2010年5月 7日 18:16更新
言葉や書きたいことは、次から次へと浮かぶのに、それを活字にしないといけないので、パソコンに向わなくてはならず、それがイヤで、なかなか日記が進みません。きっと、間違いなく、将来は思ったことが活字に自動になる脳内ソフトみたいなものが開発されるんだろうなと思う。
鹿児島にD&Dを作り、マルヤガーデンズという鹿児島天文館地区の商業ビルの仕事に関わらせてもらい、なにかと鹿児島に行くことが多くなり、そこで感じたのは、やはり「人」だ。日本じゅうをあっちこっち行っていて、いろんなものにも出会うけれど、やはり、その土地の「人」がどういう考えを持っているか、それが大きい。
47都道府県から毎年1度、ひとつのテーマでものを集め、日本を俯瞰で眺めてみる企画展「NIPPON VISION」は今年で3回目。今年は「トラベル」をテーマに、地域の観光がどうデザインで若返ったり、活気づいたり、また、わかりやすくなったりしている様子を確かめたく、スタッフ全員でいろんなものを集めた。

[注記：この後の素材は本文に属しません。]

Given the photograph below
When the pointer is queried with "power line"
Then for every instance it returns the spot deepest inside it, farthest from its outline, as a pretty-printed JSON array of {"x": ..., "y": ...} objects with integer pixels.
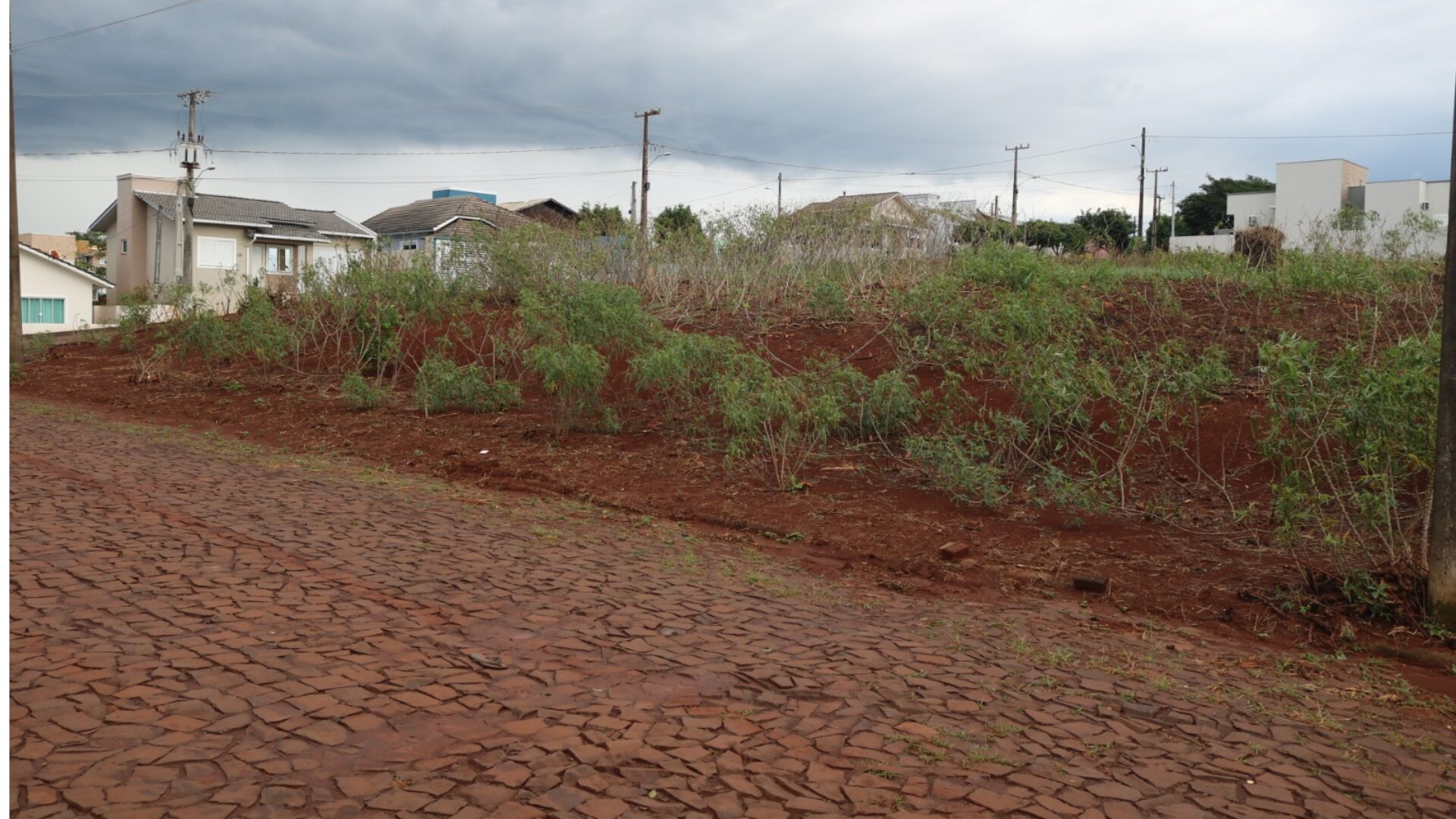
[
  {"x": 98, "y": 152},
  {"x": 44, "y": 39},
  {"x": 259, "y": 152},
  {"x": 1299, "y": 137}
]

その結果、微妙ではあるけれど、「その土地のデザイン」というものの存在に触れることができて、少しホッとした。
何度か書いている僕の好きな話し。メルセデスベンツが一番似合う街は「ドイツ」だし、ルノーが一番似合う街はフランスだ。日本車はやはり、日本の街の造形の生態系からうまれた形だから、日本の風景に一番似合う車はと聞かれたら、僕は間違えなく「クラウン」と答える。あんなに繊細で完成された日本車はないと思う。
普段、なにげなく、また、もしかしたら見向きもしない自分の土地の伝統文化などにまつわる形、色、文字などの要素が、若い地元のデザイナーによって生かされ、それらがその土地らしさを際立たせることになったら素敵だなと思う。